The map is looking good for Biden at the moment. States deemed “likely Democrat” by the Poll Tracker, which indicates a lead of between five and nine points, include Florida, Michigan, Pennsylvania and Wisconsin, states won by Trump in 2016, sealing Clinton’s fate.
That the list of toss-ups — states with a margin of less than 2.4 points between the leading candidates — includes big states like Texas and Ohio, as well as Iowa, show how the map has widened since 2016. Trump’s margin of victory in that election was eight points in Ohio and nine points in both Iowa and Texas.
That doesn’t mean Biden can take victory for granted. He is doing better than Clinton was at this stage in a number of states, particularly those in the South and southwest like Georgia, Texas and Arizona.
But he’s doing worse than Clinton in the U.S. Midwest. His margin with Trump is two points lower than Clinton’s was at this point in 2016 in Iowa and Pennsylvania, three points narrower in Michigan and Minnesota and four points tighter in Wisconsin and Ohio.
Trump still likely has an electoral college advantage — if the race tightens
That the race is tighter in the Midwest than in 2016 could be due to a number of factors — including a change in how pollsters are weighting the surveys. The 2016 polling miss was primarily due to this region of the country. It could be that Trump has shifted what a Republican voter looks like, appealing to a white working class that was more Democratic in the past.
But it does highlight how the electoral college could still play a decisive role in the outcome of this election.
Biden does have some wiggle room. The Poll Tracker estimates Biden’s lead could tighten to as little as three points and he would still be favoured to win the electoral college.
Any tighter than that, however, and Trump could pull off the same upset as he did in 2016. With a margin of less than three points, Trump would be narrowly favoured to win the electoral college — which he did in 2016 despite losing the popular vote by two percentage points.
But to get to a race of less than three points, Trump can’t count on a polling miss alone. He will have to move the numbers between now and election day, as a miss with the same benefit to him as in 2016 would not be enough to overturn Biden’s advantage.

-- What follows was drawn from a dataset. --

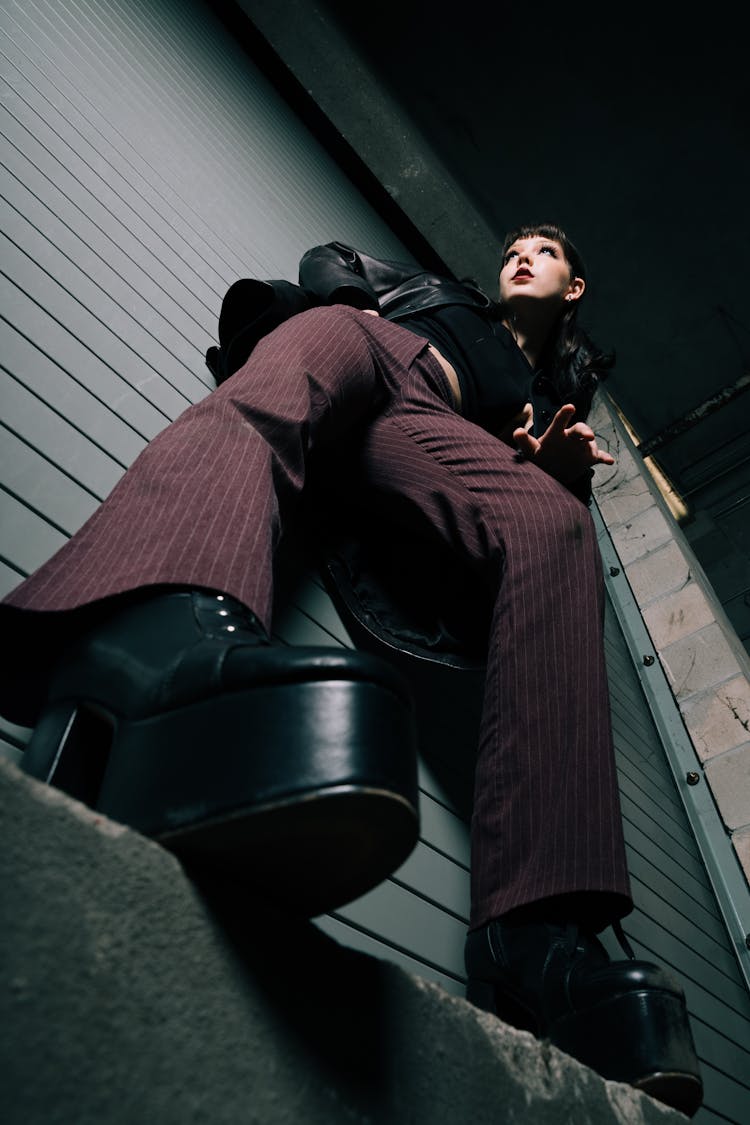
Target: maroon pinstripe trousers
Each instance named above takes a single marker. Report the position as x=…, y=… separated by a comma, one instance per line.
x=205, y=505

And polls aren’t always off in the same direction. If Biden beat his polls by as much as Barack Obama did in 2012, the Democrats could win in a landslide.
After 2016’s surprise, second-guessing the polls will undoubtedly be a feature of the U.S. campaign between now and November. The lessons of the last election are always the freshest, even if every campaign is different.
But there are plenty of other significant sources of uncertainty over how the next 11 weeks will unfold, including how COVID-19 could influence public opinion and Americans’ ability to vote in the first place.
Right now, Trump is the underdog, just as he was four years ago. But, unlike in 2016’s election, nobody will be under-estimating him — or, with COVID-19 still looming, confidently predicting how it will all play out.